Raven Ziegler from Minneapolis protests the name nickname of the Washington team. (Photo by Hannah Foslien/Getty Images)
The San Antonio Spurs and the Miami Heat are squaring off in Game 3 of the NBA finals tonight, but if you tune in to watch, you’ll see a controversial commercial during halftime. The Yocha Dehe Wintun Nation—a California-based Native American tribe—has paid for a 60-second anti-Washington football team name ad to run during halftime.
The ad, which is a shorter version of the National Congress of American Indians’ two-minute “Proud To Be” ad, “celebrates Native American culture and opposes the rascist name of Washington, D.C.’s NFL team.” According to a release, the ad is scheduled to run in seven major markets, including Chicago, Dallas, Los Angeles, New York, Sacramento, San Francisco, and, of course, D.C.
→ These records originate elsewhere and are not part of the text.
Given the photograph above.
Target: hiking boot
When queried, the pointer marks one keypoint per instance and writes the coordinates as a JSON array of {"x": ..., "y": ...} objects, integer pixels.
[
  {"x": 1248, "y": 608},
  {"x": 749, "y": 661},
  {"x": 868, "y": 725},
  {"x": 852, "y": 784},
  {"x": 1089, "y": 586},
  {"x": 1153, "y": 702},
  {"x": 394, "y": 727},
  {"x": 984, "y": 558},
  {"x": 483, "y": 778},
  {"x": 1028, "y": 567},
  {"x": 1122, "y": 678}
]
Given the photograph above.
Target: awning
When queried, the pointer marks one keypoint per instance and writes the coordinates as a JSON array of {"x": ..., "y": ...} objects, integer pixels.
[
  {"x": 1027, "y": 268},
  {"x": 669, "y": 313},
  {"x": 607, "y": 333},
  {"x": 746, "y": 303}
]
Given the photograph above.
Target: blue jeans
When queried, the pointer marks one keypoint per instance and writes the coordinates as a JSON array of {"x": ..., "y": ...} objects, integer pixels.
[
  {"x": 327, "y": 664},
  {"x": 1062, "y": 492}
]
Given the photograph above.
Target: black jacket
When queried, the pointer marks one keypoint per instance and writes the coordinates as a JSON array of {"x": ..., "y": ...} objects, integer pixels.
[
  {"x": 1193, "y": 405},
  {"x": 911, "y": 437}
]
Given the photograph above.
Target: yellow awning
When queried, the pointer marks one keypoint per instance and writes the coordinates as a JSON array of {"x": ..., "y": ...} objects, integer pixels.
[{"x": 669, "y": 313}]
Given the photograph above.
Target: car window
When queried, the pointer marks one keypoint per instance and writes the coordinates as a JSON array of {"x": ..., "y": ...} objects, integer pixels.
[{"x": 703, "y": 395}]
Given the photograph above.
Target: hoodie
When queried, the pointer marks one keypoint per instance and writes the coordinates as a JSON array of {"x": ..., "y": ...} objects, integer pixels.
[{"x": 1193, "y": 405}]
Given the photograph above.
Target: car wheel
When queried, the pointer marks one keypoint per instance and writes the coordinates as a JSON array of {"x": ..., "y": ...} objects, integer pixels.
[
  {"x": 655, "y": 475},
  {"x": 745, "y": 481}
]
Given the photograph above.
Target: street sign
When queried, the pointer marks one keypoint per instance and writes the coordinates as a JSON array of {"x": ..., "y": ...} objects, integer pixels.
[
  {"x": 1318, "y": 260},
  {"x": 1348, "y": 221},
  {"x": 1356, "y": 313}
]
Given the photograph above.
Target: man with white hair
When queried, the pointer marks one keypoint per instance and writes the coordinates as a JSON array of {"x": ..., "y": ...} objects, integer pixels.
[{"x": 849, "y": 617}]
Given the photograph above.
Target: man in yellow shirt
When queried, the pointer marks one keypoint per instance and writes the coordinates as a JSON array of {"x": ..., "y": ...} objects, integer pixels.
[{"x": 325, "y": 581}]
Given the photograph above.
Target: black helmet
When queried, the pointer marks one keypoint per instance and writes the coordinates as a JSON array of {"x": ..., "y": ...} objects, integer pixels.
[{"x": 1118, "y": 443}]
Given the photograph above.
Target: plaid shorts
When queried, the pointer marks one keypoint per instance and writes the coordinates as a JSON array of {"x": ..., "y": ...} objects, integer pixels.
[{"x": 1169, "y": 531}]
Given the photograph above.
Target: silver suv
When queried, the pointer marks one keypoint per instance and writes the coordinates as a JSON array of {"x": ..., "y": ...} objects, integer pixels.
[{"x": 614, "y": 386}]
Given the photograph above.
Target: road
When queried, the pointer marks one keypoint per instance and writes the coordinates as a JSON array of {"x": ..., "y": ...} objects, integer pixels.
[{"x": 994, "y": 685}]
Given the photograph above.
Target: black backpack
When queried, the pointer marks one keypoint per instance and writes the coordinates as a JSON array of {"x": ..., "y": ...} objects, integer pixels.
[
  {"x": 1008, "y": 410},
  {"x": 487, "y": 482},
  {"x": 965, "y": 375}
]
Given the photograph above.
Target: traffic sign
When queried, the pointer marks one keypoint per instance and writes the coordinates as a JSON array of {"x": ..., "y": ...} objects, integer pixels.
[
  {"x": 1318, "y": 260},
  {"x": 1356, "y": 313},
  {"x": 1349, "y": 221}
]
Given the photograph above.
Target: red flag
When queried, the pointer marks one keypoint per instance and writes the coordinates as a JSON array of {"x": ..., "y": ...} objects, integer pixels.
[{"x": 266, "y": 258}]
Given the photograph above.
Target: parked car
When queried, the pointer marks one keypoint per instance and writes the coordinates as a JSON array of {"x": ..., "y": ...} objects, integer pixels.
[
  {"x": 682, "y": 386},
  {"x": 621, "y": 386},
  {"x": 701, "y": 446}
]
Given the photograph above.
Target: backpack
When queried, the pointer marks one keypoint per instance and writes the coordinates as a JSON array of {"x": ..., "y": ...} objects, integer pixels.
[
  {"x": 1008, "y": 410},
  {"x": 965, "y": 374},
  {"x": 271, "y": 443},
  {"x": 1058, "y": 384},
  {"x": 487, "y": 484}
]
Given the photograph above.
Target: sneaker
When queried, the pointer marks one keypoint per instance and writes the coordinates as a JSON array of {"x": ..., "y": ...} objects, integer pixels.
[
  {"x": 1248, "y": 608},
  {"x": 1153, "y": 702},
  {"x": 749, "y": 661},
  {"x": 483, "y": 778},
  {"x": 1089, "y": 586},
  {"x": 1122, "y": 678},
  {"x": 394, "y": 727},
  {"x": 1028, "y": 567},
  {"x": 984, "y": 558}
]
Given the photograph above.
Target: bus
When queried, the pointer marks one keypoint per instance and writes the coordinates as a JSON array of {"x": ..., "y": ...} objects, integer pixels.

“The R-word is as derogatory a slur as the N-word. When this name first came to be, it was a vehicle for people to bring the victims of violence into an office so they could collect a bounty,” Yocha Dehe Wintun Nation Chairman Marshall McKay said. “I think the Change the Mascot campaign will shed some well-deserved light on the trauma and the disadvantaged people on reservations and throughout the country that are Native American that really haven’t had this opportunity to talk about the pain and the anguish that this kind of racism puts us through.”
This isn’t the first anti-Washington football team ad to run during a major sports event. Last October, the Oneida Indian Nation launched their radio campaign against the team’s name, but even then, local CBS stations WJFK and WPGC pulled the ad, saying that the issue has caused too much “on-air debate.”